Market participants pointed to the NSE’s sectoral index overhaul—undertaken to comply with revised SEBI rules—as a catalyst for pressure in major banking stocks. “The reshuffle has triggered corrective moves across heavyweight financial names. In the near term, waning expectations of an RBI rate cut, given the strength of India’s latest GDP numbers, and uncertainty clouding US–India trade negotiations, are likely to keep sentiment cautious.
However, robust domestic macro fundamentals and an improving earnings outlook for the latter half of FY25–26 should provide a measure of stability,” said Vinod Nair, Head of Research at Geojit Investments. Bajaj Broking Research also flagged the double headwinds of firm GDP data reducing the likelihood of imminent monetary easing, and lingering ambiguity around trade talks with Washington.
Dr V.K. Vijayakumar, a veteran market strategist, described the current phase as a “healthy consolidation” near historic highs. “Fundamentals support the possibility of fresh records, as reflected in strong GDP performance and buoyant November auto sales. The rupee’s persistent weakness, however, remains a clear dampener by choking FII inflows,” he said. A balanced trade accord with the United States, he added, could alleviate currency pressures.

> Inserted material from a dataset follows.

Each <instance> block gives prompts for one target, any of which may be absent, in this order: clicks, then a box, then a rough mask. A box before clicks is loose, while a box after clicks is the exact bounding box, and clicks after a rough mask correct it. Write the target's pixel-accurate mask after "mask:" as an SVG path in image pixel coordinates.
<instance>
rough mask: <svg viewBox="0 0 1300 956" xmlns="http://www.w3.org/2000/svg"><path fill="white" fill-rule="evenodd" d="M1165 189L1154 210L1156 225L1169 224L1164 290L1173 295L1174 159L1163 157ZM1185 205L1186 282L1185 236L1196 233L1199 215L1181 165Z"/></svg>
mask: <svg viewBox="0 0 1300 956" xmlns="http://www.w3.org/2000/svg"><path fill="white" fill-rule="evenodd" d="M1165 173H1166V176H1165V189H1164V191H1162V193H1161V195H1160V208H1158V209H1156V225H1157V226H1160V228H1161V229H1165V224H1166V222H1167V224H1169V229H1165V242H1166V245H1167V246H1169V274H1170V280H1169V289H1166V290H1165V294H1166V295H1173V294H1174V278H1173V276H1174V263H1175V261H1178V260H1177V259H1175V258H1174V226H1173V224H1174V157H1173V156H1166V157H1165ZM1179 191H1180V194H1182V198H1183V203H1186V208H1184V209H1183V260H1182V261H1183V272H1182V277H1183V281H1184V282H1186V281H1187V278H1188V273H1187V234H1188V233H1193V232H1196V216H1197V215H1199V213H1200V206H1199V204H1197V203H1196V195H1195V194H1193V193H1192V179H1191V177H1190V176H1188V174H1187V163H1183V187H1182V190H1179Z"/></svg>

He advised investors to use the consolidation window to gradually accumulate fairly valued large-caps and growth-oriented mid-caps, while exercising caution in the overstretched small-cap space. Banks, aided by valuation comfort and improving credit demand, may continue to anchor market resilience. Elsewhere in Asia, Shanghai’s SSE Composite closed lower, while South Korea’s Kospi, Japan’s Nikkei 225 and Hong Kong’s Hang Seng ended in positive territory.